Web Attack Toolkits
The rise of automation techniques such as Web attack toolkits continued at a dramatic pace throughout 2010. These kits lower the bar in terms of programming skill for would-be attackers--enabling even coding novices to quickly exploit new vulnerabilities, and develop sophisticated malware attacks.
Andrew Brandt, lead threat research analyst at Webroot, states, "It was a big year for customizable, highly configurable, and very slick-looking exploit kits. Exploit kits are sold to malware distributors, and can instantly turn a Web server into a drive-by download site."
The Mariposa botnet--thwarted with the help of security researchers from Panda Security--is a prime example of how effective and pervasive an attack can be using an attack toolkit. The leaders of the Mariposa botnet apparently had little, if any, actual programming knowledge.

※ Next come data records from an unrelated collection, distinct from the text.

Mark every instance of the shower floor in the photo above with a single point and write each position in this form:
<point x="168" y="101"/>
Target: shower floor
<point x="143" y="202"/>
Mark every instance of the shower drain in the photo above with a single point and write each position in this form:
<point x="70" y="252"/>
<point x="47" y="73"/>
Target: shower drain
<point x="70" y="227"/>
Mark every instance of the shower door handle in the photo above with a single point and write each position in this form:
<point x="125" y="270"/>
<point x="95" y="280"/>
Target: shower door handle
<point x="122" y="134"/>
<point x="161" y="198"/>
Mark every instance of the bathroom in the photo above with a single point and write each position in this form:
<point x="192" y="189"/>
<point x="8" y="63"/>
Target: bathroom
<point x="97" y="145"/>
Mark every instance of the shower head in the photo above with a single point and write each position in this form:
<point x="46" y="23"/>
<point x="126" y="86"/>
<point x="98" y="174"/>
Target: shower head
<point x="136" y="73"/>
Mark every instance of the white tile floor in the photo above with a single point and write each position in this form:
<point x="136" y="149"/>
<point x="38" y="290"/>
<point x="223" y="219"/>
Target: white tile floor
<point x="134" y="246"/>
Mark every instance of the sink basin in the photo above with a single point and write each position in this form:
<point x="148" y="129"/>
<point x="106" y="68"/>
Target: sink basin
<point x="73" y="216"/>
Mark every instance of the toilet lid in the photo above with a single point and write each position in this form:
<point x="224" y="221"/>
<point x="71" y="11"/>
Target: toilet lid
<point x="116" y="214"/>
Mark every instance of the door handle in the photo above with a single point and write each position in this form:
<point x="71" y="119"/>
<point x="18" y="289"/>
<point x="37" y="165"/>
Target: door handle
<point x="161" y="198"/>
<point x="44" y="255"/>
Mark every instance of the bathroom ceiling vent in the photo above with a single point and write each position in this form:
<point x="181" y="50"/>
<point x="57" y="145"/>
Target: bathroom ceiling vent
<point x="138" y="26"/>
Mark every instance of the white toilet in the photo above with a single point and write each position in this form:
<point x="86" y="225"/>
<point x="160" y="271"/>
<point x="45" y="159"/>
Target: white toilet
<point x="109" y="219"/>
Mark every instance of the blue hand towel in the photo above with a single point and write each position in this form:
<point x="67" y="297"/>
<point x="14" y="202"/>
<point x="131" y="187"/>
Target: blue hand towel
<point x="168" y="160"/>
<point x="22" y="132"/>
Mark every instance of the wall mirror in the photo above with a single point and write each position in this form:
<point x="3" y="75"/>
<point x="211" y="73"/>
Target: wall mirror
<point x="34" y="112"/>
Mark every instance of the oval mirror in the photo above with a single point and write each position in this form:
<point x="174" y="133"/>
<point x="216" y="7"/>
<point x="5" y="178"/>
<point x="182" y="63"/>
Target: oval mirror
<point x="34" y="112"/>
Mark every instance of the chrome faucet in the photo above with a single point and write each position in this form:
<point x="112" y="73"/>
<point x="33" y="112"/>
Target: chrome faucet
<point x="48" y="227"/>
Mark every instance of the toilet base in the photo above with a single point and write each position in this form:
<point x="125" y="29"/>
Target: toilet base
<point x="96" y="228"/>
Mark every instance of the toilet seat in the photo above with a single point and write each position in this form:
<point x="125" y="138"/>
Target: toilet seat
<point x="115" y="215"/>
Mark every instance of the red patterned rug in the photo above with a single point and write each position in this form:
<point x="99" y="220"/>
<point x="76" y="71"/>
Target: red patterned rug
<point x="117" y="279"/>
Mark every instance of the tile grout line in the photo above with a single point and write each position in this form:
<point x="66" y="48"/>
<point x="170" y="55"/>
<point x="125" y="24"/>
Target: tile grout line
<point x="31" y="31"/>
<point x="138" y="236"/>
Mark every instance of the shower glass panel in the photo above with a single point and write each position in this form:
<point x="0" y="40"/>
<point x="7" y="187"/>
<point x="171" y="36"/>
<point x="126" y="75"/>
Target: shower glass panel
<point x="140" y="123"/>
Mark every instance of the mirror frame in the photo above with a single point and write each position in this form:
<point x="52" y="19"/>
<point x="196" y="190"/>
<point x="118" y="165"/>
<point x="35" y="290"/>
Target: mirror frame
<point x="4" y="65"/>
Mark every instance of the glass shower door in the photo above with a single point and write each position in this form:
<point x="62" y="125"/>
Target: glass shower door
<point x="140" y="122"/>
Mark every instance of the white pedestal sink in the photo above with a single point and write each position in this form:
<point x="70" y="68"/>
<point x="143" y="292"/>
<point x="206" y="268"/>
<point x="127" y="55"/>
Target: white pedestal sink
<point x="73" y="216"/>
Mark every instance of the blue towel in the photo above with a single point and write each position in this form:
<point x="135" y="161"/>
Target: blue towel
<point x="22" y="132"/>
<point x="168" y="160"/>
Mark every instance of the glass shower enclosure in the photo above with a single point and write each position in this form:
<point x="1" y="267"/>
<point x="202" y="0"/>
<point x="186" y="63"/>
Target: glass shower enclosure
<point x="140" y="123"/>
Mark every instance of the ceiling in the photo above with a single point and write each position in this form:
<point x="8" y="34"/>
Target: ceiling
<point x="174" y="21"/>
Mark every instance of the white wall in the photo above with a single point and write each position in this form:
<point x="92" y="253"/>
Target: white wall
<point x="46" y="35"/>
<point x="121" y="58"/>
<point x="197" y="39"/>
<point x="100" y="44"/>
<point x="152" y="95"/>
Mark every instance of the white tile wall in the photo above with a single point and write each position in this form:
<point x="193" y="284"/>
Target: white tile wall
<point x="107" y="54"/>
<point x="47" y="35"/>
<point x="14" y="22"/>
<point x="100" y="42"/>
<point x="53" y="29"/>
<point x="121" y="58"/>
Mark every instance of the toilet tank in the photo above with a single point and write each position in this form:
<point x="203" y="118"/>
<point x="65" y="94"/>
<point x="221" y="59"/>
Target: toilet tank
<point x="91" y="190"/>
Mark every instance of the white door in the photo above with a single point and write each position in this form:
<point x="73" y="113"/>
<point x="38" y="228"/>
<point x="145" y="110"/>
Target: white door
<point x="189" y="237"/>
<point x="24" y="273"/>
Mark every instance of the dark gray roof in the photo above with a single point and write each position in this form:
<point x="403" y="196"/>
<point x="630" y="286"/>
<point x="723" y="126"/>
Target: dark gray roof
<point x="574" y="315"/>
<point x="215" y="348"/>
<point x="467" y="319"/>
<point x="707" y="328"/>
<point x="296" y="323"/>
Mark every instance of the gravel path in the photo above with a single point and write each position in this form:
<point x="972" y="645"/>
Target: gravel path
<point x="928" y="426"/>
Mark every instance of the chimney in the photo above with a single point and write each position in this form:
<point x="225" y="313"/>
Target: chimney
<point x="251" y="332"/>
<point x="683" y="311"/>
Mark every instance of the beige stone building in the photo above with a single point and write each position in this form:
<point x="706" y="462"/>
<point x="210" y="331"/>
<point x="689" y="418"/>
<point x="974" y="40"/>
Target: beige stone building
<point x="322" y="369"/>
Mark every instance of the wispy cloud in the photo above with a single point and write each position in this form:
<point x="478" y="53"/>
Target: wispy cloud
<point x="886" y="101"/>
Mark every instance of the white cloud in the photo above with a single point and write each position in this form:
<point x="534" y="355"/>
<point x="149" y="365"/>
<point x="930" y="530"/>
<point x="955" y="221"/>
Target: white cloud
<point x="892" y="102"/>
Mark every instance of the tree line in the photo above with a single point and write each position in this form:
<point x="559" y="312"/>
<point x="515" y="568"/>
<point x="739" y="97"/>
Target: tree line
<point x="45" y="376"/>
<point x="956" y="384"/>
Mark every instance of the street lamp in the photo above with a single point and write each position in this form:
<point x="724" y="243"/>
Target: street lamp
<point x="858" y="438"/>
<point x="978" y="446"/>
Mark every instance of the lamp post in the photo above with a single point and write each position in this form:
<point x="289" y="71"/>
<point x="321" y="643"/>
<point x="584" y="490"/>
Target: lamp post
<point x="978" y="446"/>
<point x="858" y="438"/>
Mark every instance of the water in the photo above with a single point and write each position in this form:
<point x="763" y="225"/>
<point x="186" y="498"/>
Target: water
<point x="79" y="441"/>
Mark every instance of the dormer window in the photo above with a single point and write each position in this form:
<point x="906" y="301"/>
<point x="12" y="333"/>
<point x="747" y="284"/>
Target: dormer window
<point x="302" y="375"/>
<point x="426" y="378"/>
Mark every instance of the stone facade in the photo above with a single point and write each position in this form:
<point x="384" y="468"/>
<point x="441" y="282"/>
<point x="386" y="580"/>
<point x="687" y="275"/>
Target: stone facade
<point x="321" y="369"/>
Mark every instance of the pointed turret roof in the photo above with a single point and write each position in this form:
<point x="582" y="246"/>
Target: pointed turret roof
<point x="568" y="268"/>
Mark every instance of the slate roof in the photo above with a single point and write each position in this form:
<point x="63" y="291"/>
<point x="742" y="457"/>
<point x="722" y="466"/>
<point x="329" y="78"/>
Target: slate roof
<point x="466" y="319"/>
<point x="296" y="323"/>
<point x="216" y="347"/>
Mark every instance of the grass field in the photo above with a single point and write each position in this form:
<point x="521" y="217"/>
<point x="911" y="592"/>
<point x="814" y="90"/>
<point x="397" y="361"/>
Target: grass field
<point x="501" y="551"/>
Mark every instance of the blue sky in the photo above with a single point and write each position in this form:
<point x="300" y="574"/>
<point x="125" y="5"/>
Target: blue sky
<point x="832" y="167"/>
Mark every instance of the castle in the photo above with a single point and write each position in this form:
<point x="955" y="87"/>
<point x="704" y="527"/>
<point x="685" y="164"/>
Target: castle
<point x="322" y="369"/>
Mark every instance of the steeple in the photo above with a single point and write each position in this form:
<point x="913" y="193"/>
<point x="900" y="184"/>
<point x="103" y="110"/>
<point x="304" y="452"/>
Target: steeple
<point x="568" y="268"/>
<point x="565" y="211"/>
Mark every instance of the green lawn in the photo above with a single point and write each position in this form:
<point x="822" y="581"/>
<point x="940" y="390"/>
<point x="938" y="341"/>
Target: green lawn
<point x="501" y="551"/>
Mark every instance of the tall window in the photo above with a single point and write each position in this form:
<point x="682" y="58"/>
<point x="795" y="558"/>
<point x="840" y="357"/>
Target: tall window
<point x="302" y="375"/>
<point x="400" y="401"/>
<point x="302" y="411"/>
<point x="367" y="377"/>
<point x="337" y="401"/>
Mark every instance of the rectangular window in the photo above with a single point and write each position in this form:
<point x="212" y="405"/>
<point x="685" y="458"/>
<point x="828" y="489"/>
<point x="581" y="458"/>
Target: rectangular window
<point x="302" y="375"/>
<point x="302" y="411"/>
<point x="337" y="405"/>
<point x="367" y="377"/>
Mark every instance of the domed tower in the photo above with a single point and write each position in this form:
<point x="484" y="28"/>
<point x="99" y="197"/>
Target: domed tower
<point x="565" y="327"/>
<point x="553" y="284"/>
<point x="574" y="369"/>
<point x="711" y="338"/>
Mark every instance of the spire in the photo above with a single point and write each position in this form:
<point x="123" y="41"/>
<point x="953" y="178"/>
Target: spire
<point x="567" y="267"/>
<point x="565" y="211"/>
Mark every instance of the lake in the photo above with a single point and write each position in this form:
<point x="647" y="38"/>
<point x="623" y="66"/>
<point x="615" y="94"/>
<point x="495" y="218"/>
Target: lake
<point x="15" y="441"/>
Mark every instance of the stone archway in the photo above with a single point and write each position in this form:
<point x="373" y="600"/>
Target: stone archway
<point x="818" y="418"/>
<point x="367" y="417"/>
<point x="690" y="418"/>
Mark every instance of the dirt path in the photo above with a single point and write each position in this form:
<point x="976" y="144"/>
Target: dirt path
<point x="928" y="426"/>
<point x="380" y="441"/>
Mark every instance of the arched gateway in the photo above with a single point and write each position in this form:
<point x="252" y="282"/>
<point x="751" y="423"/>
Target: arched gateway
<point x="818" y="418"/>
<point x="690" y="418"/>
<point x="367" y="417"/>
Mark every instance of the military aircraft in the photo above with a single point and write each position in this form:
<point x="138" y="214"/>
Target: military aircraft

Ori Eisen, CIO of 41st Parameter, proclaims, "We are getting close to the point where all the planets align; where fraud makes the evolutionary leap from organic growth with limited success, to exponential growth with a much higher success rate because the barrier for entry is minimal, and these attacks are highly scalable."
Social Engineering Attacks
Some things never change, and one of them is that the person sitting at the keyboard is invariably the weakest link in the security chain. Another thing that will never change is that attackers will continue to recognize and exploit this fact to the best of their ability.
Rogue antivirus software has been joined by other rogue software--hard drive defrag utilities and general system performance tools--to lure naïve users into installing malicious software on their own PCs.
Symantec's Egan clarifies, "2010 saw a continuation of the trend over the last few years for malware to use one of the oldest tricks in the book: to ‘con' its way onto a user's system. In other words, it convinces the victim to invite the attacker right in through the front door. Whether by pretending to be a legitimate application - such as rogue antivirus or a fake video codec - or by pretending to be something from an acquaintance of the victim - such as a socially engineered email - socially engineered attacks continued to be one of the easiest ways onto a user's system in 2010."
Webroot's Brandt commented, "It's no surprise that rogue AV is a big moneymaker for malware distributors, so it also should come as no surprise that said distributors have been investing in not only generating new names for their rogues, but also in making them much harder for a casual observer to identify, let alone get rid of."
These are just a handful of the big security stories from 2010. Social networking sites such as Facebook and Twitter present a target-rich environment filled with unsuspecting victims whose guard is already down since the purpose of such sites is to share information socially. As we enter 2011, these social networking threats will continue, as will new attacks aimed at mobile gadgets like smartphones and tablets.
Security vendors will most certainly develop new tools and defenses to protect against these threats. But, no amount of security software can replace a healthy dose of cautious skepticism and an ounce of common sense.